Amaç: Meme kanserinin alt tipleri oldukça heterojen olup primer ve metastatik lezyonlar faklı alt tip gösterebilir. Literatürde metakron metastatik lezyonlarda hormon reseptör diskordansı %10- %56 arasında, HER2 diskordansı ise %3-%16 arasında bildirilmiştir. Burada hormon reseptör diskordansı olan 52 yaşında postmenopozal meme kanseri vakası sunulmuştur.
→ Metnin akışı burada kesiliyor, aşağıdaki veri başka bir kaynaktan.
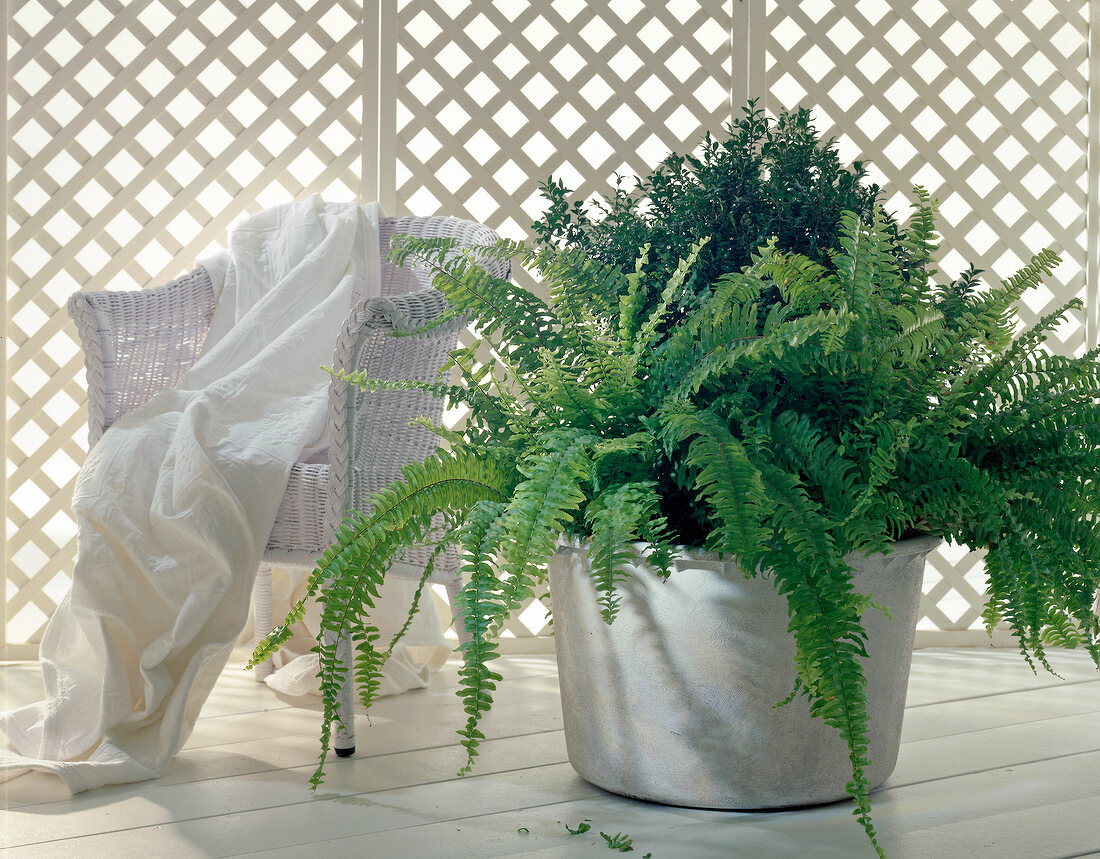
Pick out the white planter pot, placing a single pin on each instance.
(673, 701)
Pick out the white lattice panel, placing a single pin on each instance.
(985, 105)
(493, 98)
(138, 132)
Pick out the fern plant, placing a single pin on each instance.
(855, 406)
(763, 177)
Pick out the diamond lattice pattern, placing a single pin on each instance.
(985, 105)
(493, 98)
(139, 130)
(138, 133)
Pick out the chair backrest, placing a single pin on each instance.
(409, 278)
(371, 437)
Olgu: 2015 yılında lokal ileri sol meme kanseri (HR+, HER2-) tanısı alan hastaya neoadjuvan 3xFEC+3xDosetaksel uygulanmış olup mart 2016`da MRM+ALND yapılmış. Adjuvan RT sonrası tamoksifen başlanan hasta 3 yıl bu tedaviyi kullandıktan sonra 1 yıl takipsiz kalmış. Şubat 2020`de tarafımıza kalça ağrısı nedeniyle başvuran hastanın yapılan sistemik taramasında multiple kemik metastazı saptandı. Kemik lezyonlarından biyopsi almanın zorluğu ve COVİD-19 pandemisinin başlangıç dönemi olduğundan kemik biyopsisi yapılamadı. Hastanın 5 yıl önceki primer tümör özellikleri dikkate alınarak HR+, HER2- kabul edilip ve şuan postmonopozal olduğundan ribosiklib+letrozol+denosumab başlandı. Pelvik bölgeye palyatif RT uygulandı. Dört ay sonraki değerlendirmesinde hastanın karaciğerinde yeni metastatik lezyonlar saptandı. Eylül 2020`de karaciğer tru-cut biyopsi yapıldı. Patoloji sonucu triple negatif olarak saptandı. Hastaya karboplatin+paklitaksel başlandı. Üç ay sonraki değerlendirmede karaciğerdeki lezyon tamamen kaybolmuş olup kemik lezyonları stabil idi. Kemoterapi 6 aya tamamlandıktan sonra hastanın primer tanıdaki hormon pozitifliği dikkate alınarak ve tümör heterojenitesi olabileceği düşünülerek kapesitabin ve anastrazol ile idame tedavi başlandı. Hasta halen progresyonsuz takip edilmekte.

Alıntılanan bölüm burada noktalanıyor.